As we live through seemingly endless Covid-19 restrictions, the hubris of the British government in the Spring of 2020 looks increasingly bizarre. Prime Minister Johnson claimed that the British were exceptionally able in the face of adversity. But this was simply a case of hypocrisy argue Lisa Bortolotti and Kathleen Murphy-Hollies.
In February 2020, Prime Minister Boris Johnson argued that some governments in the world had to stand by freedom of exchange, contrasting the ‘irrational’ panic caused by Coronavirus. In his speech, he compared the UK to Superman: “humanity needs some government somewhere that is willing at least to make the case powerfully for freedom of exchange, some country ready to take off its Clark Kent spectacles and leap into the phone booth and emerge with its cloak flowing as the supercharged champion, of the right of the populations of the earth to buy and sell freely among each other”(1).[1] Prior to the announcement of a lockdown in March 2020, Johnson had also suggested that British people loved freedom too much to tolerate restrictions to their movement and so the lockdown measures adopted by other countries to contain Coronavirus could not be implemented (2).

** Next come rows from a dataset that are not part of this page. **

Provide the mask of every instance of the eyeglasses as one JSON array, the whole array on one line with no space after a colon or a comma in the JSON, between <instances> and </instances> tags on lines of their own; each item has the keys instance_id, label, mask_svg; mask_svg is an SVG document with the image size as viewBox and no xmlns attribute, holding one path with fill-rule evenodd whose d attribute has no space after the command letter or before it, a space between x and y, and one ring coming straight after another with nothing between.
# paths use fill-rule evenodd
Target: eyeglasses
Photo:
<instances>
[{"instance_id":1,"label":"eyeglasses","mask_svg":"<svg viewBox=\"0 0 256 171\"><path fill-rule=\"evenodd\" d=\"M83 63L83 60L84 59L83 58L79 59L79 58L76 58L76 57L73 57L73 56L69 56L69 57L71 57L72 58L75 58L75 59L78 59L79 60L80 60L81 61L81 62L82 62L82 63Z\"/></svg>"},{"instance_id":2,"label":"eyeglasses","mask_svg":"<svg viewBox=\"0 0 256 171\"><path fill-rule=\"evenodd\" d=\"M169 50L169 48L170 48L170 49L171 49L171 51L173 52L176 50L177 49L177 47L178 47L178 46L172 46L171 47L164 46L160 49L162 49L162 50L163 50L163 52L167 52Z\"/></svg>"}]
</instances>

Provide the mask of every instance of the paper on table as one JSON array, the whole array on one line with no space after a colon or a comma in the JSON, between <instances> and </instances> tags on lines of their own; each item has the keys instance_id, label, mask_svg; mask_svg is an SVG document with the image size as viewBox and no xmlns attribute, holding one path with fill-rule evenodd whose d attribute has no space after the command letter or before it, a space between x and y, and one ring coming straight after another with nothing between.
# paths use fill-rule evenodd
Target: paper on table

At the root of these statements is a form of exceptionalism, the conviction that one’s country is better than other countries, and because of that superiority, it is allowed to behave in different ways. Boris Johnson’s statement in February relied on the assumption that things could not be as bad as forecasted by epidemiologists, and that the country he was leading, different from many other countries around the world, had the means to address the impending crisis without imposing restrictions. Arguably exceptionalism (whether justified or not) did cost people’s lives. Indeed, the statistics on the first wave of COVID-19 show that the number of deaths in England and Wales was among the highest in Europe (3).[3]
Arguably exceptionalism (whether justified or not) did cost people’s lives.
So, why did Johnson believe that the crisis other countries had to contend with could be managed successfully by the UK? Why did he think that the sacrifices to the economy that were necessary elsewhere would not be required? When we are thinking about what leaders say, we might be tempted to see their reassurances as a form of propaganda. Although they might realise how serious the threat is, due to the information and expert advice available to them, they must reason that a show of strength would win them the support of their citizens better than an admission of the difficulties to follow.
But an alternative explanation is that no deception is involved. Political leaders who gave in to exceptionalism might have been vulnerable to a form of hypocrisy. We are hypocritical when we endorse some general principle and expect others to conform to it but do not conform to it ourselves, often because we consider our situation as an exception to the rule. A mother might tell her children not to spend too much time gaming online because it can become addictive, and then spend hours on gaming herself—thinking “It is different for me, because I know when to stop.” World leaders must have realised that the threat of COVID-19 infection was real, and yet concluded that what had happened in other countries could not happen at home for some reason, due to some intrinsic feature of their country.